The following analysis was undertaken using current price data and the Sheep CRC Feedlot Calculator. I co-developed the calculator with Dave Stanley and Steve Semple while with NSW DPI. It can be downloaded from dpi.nsw.gov.au/animals-and-livestock/nutrition/feeding-practices/feedlot-calculator.
Background data:
- 3 store lamb prices ($95, $115 and $135)
- 3 finished lamb prices – 750c, 800 and 850c for 23kg ($179.20, $191 and $202.75) and 28kg carcases ($214.50, $228.60 and $242.70)
- ration cost of $405 as fed ($450 on dry matter basis) for a barley/lupins and cereal hay with mineral supplements (salt/acid buf) mix
- ME 11.4 MJ and CP 16%
- 280g/h/d growth rate (includes 2-week introduction period)
- lambs consume 4.2% of their liveweight daily)
- lambs on feed 33 days (23kg analysis) and 71 days (28kg analysis)
- 1% deaths, 2% shy feeders
- drench, vaccines etc included
- $13/tonne machinery running costs
- 5c/lamb/day labour cost (self-feeders)
- no shearing costs (assume shorn prior to purchase OR costs/income allocated to normal running costs if home-bred) or capital costs included
- $5/head transport cost
- 5.5% sale commission/yard fees etc.
Findings:
Buy In Price | $95 (560c) | $115 (676c) | $135 (794c) | ||||||
Sale Price 23kg | $179.25 | $191.00 | $202.25 | $179.25 | $191.00 | $202.25 | $179.25 | $191.00 | $202.25 |
StoreLamb Relativity (%) | 75 | 70 | 66 | 90 | 85 | 80 | 105 | 99 | 93 |
Profit | 27.50 | 38.41 | 49.32 | 7.35 | 18.25 | 29.16 | -12.81 | -1.90 | 9 |
Sale Price 28kg | $214.50 | $228.60 | $242.70 | $214.50 | $228.60 | $242.70 | $214.50 | $228.60 | $242.70 |
StoreLamb Relativity (%) | 73 | 69 | 65 | 88 | 83 | 78 | 104 | 98 | 92 |
Profit | 18.01 | 31.08 | 44.14 | -2.30 | 10.76 | 23.82 | -22.61 | -9.50 | 3.51 |
Discussion
Looking at analysis outcomes it’s reasonably safe to say that there is potential going forward for producers to achieve reasonable profit margins when grain finishing lamb.
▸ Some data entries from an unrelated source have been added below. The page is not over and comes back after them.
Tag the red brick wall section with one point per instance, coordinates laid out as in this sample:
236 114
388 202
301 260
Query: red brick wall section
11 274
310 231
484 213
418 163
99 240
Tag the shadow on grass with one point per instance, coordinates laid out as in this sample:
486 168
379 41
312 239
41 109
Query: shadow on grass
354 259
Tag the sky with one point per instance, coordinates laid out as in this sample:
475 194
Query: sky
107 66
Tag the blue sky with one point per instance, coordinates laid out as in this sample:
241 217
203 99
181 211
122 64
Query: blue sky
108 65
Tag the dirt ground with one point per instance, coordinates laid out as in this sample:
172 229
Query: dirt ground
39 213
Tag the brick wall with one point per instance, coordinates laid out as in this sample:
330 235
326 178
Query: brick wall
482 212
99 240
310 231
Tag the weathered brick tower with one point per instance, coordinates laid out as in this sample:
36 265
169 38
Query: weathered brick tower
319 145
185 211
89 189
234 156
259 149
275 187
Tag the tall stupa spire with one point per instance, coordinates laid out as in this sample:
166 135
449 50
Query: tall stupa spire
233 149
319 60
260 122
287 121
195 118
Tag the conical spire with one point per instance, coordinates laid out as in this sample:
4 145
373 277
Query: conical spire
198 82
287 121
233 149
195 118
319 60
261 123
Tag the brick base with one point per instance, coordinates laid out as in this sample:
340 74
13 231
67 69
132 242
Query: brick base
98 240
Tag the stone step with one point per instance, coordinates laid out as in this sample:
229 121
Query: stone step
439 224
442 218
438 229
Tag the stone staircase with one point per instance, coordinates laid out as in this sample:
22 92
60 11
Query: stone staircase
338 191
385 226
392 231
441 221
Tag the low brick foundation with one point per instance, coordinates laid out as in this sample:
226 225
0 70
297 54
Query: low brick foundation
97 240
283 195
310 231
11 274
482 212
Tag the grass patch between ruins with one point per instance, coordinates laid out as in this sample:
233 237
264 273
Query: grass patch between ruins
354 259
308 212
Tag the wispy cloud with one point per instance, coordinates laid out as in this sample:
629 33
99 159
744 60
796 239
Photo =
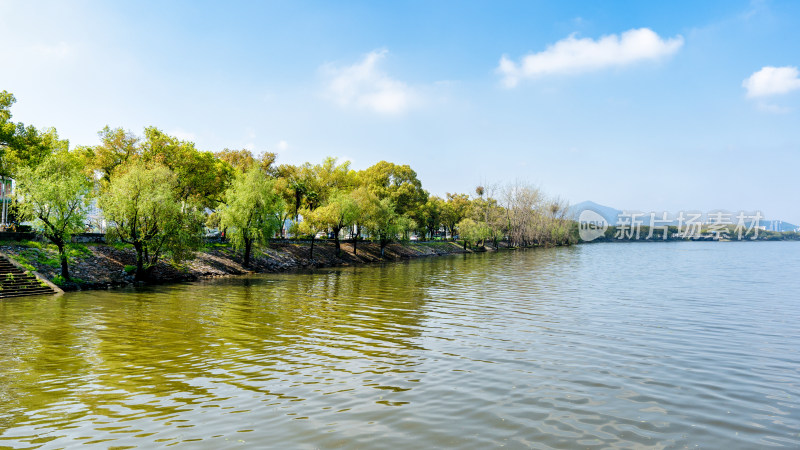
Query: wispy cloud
771 81
364 86
573 55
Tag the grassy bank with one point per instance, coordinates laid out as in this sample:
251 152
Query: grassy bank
100 266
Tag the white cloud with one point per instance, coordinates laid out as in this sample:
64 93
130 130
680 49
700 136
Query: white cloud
772 81
573 55
774 109
363 85
58 51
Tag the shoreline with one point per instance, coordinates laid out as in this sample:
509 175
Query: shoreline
102 266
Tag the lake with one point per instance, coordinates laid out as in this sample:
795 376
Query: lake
639 345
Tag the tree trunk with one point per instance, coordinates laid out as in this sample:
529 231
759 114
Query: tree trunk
140 275
63 256
336 239
248 245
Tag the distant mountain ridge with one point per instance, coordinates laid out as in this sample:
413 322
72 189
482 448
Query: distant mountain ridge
612 216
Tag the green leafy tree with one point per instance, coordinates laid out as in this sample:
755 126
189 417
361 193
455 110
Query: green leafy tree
55 196
251 211
432 213
340 212
398 183
143 209
314 222
454 210
472 232
386 224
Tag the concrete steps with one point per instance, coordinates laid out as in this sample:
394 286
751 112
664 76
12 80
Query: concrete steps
14 282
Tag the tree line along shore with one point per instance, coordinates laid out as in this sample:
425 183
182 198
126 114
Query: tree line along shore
160 196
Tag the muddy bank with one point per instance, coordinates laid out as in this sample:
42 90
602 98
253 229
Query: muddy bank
98 266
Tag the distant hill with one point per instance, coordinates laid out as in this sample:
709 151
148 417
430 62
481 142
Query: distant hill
610 214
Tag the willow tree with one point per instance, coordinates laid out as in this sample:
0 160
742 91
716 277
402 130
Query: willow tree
386 224
143 209
54 195
251 211
340 212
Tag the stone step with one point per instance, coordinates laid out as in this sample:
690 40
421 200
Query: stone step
15 282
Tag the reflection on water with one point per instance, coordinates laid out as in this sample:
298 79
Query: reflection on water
605 345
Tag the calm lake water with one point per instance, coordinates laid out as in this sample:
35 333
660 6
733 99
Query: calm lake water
601 345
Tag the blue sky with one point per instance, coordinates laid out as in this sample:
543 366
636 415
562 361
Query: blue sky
636 105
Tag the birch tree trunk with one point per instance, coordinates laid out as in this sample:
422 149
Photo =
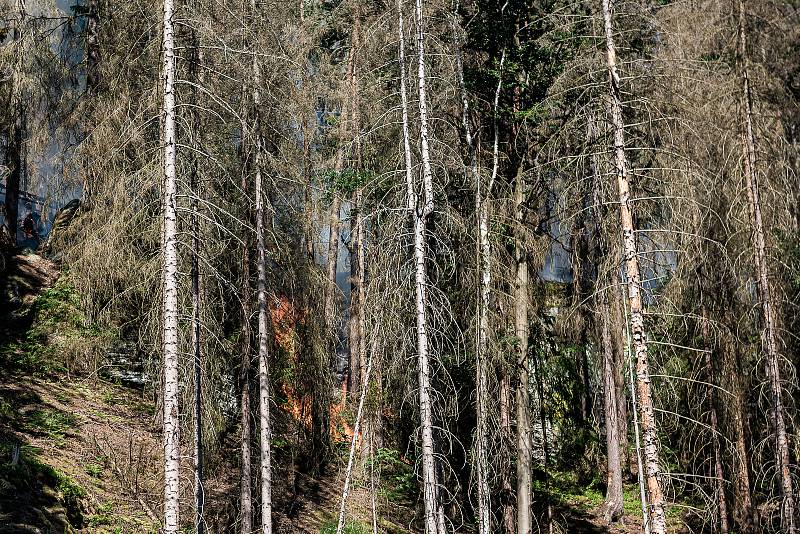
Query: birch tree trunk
614 489
194 195
637 329
170 281
418 218
353 442
768 335
263 347
524 445
612 363
485 261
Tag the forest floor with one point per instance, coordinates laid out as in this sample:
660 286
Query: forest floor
81 454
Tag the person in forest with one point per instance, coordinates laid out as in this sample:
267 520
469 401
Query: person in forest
31 223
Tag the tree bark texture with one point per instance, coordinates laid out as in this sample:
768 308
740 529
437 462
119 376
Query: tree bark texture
768 335
632 272
170 281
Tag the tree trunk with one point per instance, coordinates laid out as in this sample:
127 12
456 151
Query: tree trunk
614 489
353 442
336 202
638 334
355 339
506 489
170 280
194 195
524 445
263 347
15 152
485 285
744 511
93 58
768 335
719 475
613 387
419 218
244 374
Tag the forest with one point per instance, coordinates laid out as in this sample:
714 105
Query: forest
350 267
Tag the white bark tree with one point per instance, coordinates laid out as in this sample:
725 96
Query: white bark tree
768 335
419 216
634 281
263 329
170 283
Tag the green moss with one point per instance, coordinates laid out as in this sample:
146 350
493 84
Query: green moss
351 527
31 471
104 515
399 482
60 337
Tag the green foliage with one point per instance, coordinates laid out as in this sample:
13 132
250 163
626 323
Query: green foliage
104 515
52 423
61 338
31 471
350 527
400 484
347 181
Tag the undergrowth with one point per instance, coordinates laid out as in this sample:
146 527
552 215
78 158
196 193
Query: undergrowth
61 338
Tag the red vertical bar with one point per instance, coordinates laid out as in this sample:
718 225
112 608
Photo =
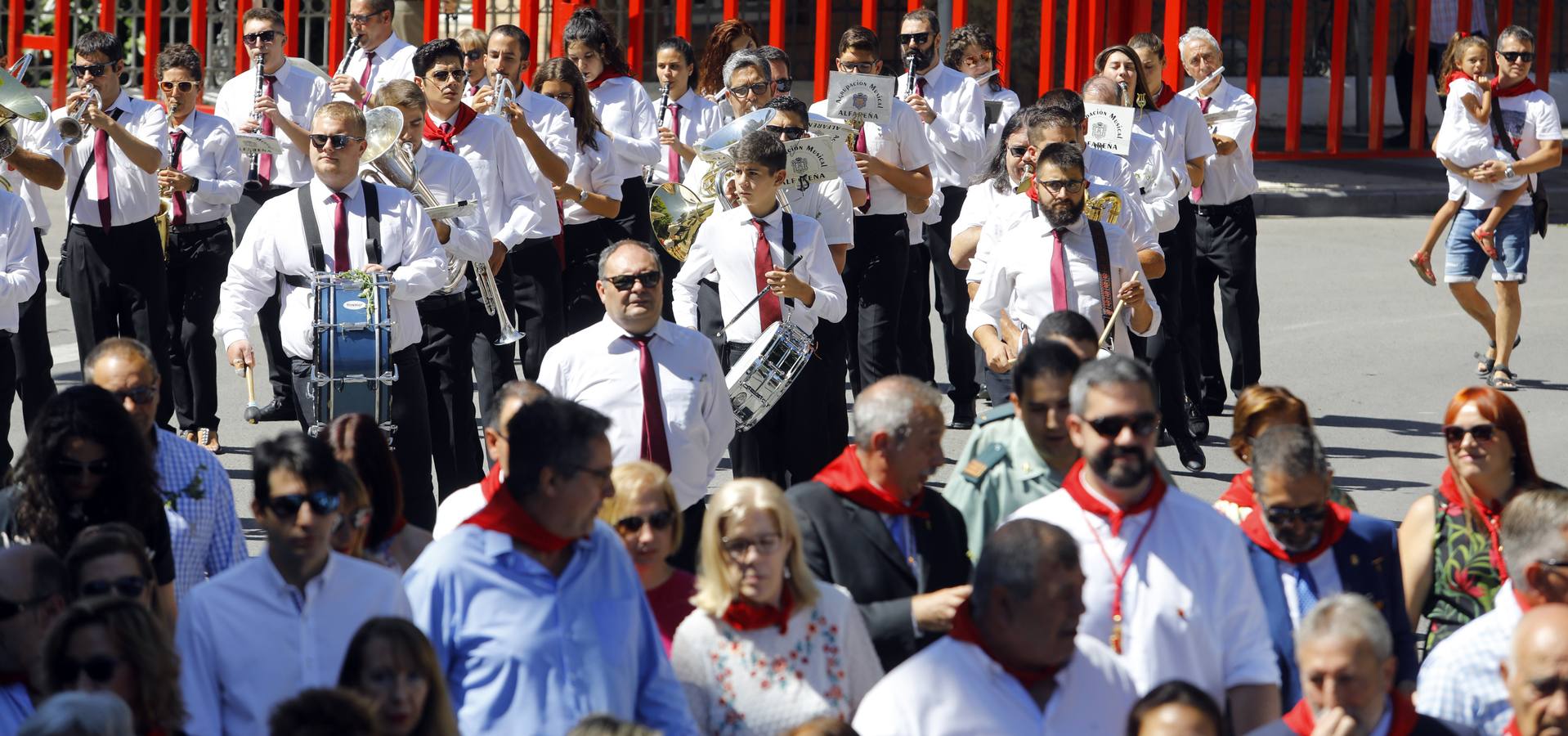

Points of interest are:
- profits margins rely heavily on the buy-in store lamb price with profit margins lower when targeting export weight lamb due to the increased cost (and share of total production costs) of the ration, increased labour costs and commissions etc
- store lamb cost as a percentage of total costs reduces when targeting heavier weights (between 49 to 61%) compared to 64 to 71% if finishing to trade weight
- ration cost as a percentage of total costs increases when targeting heavier weights (between 31 to 37%) compared to 17 to 22% if finishing to trade weights
- because of the lowered store lamb prices of late, strong finished lamb prices and the reasonably low ration cost the store lamb relativity target of 85% is easily reached. The 85% point beyond which profits drop holds true if looking to take lambs through to heavier carcase weights while a relativity of 90% will still provide reasonable profits if targeting trade lamb weights.
Take home messages are many
Before making the decision to feedlot producers should consider:
- the availability of contracts
- any seasonal price variations
- store price relativities
- feed storage/availability and price etc.
Crunch the numbers using the Sheep CRC Feedlot Calculator and make an informed decision!